Sunday, May 5, 2013

Ordine Firmato In Bianco (1974)

aka Orders Signed In White

Following orders of his mafia bosses, Luca Albanese (director Gianni Manera) - a man we are traumatically informed carries "balls like watermelons" - and some colleagues rob a safe with a lot of money. Against their orders, one of the gang members shoots a civilian, so word comes down for the team and their girlfriends to lay low somewhere with the money until the eye of the public looks elsewhere.

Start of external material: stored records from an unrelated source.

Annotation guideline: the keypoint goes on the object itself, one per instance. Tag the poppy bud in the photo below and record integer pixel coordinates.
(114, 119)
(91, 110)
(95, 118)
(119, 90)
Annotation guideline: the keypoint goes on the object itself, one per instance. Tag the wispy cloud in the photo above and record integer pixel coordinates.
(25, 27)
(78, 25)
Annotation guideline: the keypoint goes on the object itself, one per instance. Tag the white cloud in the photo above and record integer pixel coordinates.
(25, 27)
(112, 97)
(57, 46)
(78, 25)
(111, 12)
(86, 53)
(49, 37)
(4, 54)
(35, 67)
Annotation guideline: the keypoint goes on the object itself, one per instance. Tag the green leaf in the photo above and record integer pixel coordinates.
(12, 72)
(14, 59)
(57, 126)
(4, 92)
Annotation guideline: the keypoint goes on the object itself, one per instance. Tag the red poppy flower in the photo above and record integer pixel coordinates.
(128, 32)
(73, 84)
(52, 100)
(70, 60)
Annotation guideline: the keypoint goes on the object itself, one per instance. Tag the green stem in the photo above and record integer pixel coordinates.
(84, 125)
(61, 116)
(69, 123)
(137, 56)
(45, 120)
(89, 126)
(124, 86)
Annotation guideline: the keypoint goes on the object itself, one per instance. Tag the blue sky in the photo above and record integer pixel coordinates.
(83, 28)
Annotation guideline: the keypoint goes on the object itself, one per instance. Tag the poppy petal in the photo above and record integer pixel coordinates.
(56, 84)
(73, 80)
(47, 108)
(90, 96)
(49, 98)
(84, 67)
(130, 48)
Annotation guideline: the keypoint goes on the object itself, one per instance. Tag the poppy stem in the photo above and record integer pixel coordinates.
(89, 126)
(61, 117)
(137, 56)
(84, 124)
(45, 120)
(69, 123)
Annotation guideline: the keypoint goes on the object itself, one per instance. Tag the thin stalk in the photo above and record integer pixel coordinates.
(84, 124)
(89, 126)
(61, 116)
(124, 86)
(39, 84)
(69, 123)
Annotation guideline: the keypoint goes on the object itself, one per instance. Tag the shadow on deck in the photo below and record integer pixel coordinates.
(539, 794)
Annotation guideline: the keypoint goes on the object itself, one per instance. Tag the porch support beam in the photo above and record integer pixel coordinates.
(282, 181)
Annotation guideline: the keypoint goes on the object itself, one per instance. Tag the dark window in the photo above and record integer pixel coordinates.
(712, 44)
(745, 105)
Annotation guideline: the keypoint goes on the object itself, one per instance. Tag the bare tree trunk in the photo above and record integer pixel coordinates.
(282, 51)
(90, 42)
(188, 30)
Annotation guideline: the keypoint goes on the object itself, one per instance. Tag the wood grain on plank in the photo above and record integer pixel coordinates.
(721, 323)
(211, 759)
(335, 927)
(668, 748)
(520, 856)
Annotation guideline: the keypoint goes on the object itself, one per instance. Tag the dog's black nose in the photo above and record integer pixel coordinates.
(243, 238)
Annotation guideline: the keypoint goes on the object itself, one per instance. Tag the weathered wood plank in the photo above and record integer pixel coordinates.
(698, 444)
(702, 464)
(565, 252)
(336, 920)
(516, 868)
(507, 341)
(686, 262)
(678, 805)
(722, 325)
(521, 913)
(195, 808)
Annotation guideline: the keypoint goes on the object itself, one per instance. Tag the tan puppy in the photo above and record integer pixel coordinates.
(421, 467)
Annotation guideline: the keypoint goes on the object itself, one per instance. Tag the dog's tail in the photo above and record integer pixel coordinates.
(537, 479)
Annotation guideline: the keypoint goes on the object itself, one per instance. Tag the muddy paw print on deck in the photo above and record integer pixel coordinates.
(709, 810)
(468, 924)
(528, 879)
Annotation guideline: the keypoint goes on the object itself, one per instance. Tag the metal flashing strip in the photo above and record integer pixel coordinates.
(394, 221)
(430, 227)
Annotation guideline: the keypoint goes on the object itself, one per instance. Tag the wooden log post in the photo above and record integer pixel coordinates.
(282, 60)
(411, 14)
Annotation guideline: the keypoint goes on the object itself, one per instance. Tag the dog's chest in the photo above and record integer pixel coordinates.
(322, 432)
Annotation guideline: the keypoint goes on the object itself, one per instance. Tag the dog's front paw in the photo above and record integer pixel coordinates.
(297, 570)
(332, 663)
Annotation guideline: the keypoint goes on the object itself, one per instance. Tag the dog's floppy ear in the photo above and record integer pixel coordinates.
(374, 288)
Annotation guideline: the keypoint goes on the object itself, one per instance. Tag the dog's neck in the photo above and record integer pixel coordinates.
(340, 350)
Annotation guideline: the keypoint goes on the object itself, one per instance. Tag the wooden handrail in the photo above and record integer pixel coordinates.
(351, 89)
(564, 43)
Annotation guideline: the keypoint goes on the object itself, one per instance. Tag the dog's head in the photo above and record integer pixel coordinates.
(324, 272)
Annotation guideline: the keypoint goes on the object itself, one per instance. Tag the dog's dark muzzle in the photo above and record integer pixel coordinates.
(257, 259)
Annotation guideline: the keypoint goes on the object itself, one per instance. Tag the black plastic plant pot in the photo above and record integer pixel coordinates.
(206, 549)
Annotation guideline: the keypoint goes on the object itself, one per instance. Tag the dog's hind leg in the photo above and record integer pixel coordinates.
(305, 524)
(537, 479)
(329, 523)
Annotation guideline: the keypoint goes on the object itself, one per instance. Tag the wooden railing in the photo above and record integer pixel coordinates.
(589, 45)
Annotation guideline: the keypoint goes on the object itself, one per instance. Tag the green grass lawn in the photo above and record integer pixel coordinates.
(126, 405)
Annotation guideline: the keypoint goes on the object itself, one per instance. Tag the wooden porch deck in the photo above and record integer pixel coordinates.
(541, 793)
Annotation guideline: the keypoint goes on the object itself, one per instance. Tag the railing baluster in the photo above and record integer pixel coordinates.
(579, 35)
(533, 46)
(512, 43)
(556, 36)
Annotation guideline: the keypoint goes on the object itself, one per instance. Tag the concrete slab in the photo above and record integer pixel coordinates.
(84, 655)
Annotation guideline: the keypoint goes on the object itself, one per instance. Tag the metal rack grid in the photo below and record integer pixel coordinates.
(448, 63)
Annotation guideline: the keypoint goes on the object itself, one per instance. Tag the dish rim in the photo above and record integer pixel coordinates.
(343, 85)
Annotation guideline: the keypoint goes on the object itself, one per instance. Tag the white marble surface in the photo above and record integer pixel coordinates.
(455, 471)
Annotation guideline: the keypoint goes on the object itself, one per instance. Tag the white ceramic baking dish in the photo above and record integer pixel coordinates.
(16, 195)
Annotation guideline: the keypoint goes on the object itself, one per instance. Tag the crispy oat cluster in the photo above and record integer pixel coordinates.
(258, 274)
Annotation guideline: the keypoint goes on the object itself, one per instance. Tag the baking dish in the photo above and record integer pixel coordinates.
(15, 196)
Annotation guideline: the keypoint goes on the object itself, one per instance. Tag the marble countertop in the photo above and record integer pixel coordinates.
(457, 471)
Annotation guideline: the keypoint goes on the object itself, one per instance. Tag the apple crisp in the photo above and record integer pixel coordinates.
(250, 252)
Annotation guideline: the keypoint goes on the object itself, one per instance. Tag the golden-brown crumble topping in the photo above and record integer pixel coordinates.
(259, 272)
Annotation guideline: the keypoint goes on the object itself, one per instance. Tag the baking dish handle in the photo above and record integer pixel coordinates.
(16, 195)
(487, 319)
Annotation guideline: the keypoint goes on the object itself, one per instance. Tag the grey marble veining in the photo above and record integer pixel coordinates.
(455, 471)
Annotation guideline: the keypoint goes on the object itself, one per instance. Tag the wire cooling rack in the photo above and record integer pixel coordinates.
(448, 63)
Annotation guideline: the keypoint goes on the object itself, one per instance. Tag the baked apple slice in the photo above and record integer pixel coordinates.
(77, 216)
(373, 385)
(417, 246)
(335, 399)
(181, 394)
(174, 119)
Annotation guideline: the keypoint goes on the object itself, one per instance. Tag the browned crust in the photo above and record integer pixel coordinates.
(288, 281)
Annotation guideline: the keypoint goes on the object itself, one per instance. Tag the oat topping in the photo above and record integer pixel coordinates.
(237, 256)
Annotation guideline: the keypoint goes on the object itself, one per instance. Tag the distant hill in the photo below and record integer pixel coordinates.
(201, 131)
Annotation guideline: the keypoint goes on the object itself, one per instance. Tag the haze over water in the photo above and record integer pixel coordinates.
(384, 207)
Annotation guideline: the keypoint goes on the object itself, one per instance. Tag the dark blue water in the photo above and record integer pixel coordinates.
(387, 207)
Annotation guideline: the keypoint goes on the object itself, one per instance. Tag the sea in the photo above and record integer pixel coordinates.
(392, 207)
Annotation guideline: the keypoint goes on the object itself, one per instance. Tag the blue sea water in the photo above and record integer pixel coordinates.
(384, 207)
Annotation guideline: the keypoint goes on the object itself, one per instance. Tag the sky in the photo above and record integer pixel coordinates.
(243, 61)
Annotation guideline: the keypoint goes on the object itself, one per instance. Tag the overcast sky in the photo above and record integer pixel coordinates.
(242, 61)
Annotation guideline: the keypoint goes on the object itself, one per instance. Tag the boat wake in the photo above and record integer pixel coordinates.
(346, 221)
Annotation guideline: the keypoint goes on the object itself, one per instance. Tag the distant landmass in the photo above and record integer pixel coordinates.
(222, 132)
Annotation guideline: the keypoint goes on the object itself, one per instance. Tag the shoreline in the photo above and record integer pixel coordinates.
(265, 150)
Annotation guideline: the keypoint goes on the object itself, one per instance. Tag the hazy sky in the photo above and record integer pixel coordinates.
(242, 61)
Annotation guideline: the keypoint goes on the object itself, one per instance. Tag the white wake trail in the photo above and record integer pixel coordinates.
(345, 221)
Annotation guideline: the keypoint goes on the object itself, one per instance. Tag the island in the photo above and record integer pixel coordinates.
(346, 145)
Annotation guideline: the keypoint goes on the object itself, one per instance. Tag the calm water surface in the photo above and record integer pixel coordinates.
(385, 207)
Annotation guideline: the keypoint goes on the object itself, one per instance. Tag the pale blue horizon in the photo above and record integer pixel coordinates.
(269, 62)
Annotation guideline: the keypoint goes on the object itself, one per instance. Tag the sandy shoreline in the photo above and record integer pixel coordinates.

Alas, some masked, gloved killer strangles one of the girlfriends in the safe house (but don't worry, only after the mandatory random lesbian shenanigans), painting her brow white. Clearly, a new safe house is in order, so the gang goes to the summer country house of one of the girlfriends' uncles in Abruzzo. To nobody's surprise, the killer, slowly, oh so very slowly, kills himself through the cast while babbling nonsense, and nobody else does anything of import.

Now, this short description makes Gianni Manera's Ordine sound like a taught little thriller attempting to find the golden middle ground between eurocrime and giallo, but in truth, the film is an absolute mess made by a director who couldn't tell a story to save his life. Stylistically, the film jumps randomly between cliché giallo shots as reconstructed by a blind man editing with a pair of paper scissors, would-be existential dialogue scenes, and melodramatic gangster shit that doesn't seem to realize you have to earn your melodrama. There's an awkwardness surrounding every single element of the film.

The plot is presented as a series of random vignettes, overlong transition scenes, sudden inexplicably bizarre dream sequences, and clichés half-remembered and badly digested from other movies until they turn into something like a baked-beans induced nightmare, full of non-sequitur dialogue ("Don't you think it's…who knows? Something? Strange?" is rather typical for the film's style), sudden outbreaks of monologizing about one of the gang's dream to make a film, and what can only be described as random pieces of other films. Quite consequently, Ordine also ends on what feels like fifteen minutes ripped out of a totally different film about a minor character, some sort of political sub-Damiani abomination. It's clear that Manera would very much have liked for the film to be read as a political allegory, or some sort of existentialist tract (the assistant director was supposedly called "Albert Camus", for Sartre's sake!) but it probably would have helped his case if he had actually shot one.

Don't get me wrong, though. If you have the patience to wade through the film's needlessly long transitional scenes, don't fall asleep even though its scenes just never seem to want to end, and are able to see Manera's attempts to have not a single coherent conversation in his movie as rather charming, you may find Ordine Firmato In Bianco to be rather hypnotic in its incoherence, interesting in Manera's technical incompetence, and really just way too strange to be ignored. The film does at the very least contain a handful of scenes so awkwardly staged and bizarre it's quite impossible for me not to feel the kind of misguided love one feels for a mutant teddy bear. Just take the endless sequence where the crazy wife (I think) of the caretaker of house number two (whom I didn't mention before because she doesn't actually have a reason to be in the movie) finds her husband knifed by the killer and is then hunted through the house by her half-dead husband. It's stupid, ill-advised and goes on much too long, but it's also the kind of scene you just won't find in a sane movie.

I'm not saying this lightly, but Manera's technical awkwardness, the obvious lack of a budget, the absolute loopiness of his dialogue, and the sheer unfulfilled ambition of Ordine Firmato In Bianco remind me most of saintly Edward Wood (jr.). And really, what greater compliment could I make a movie and a filmmaker than that?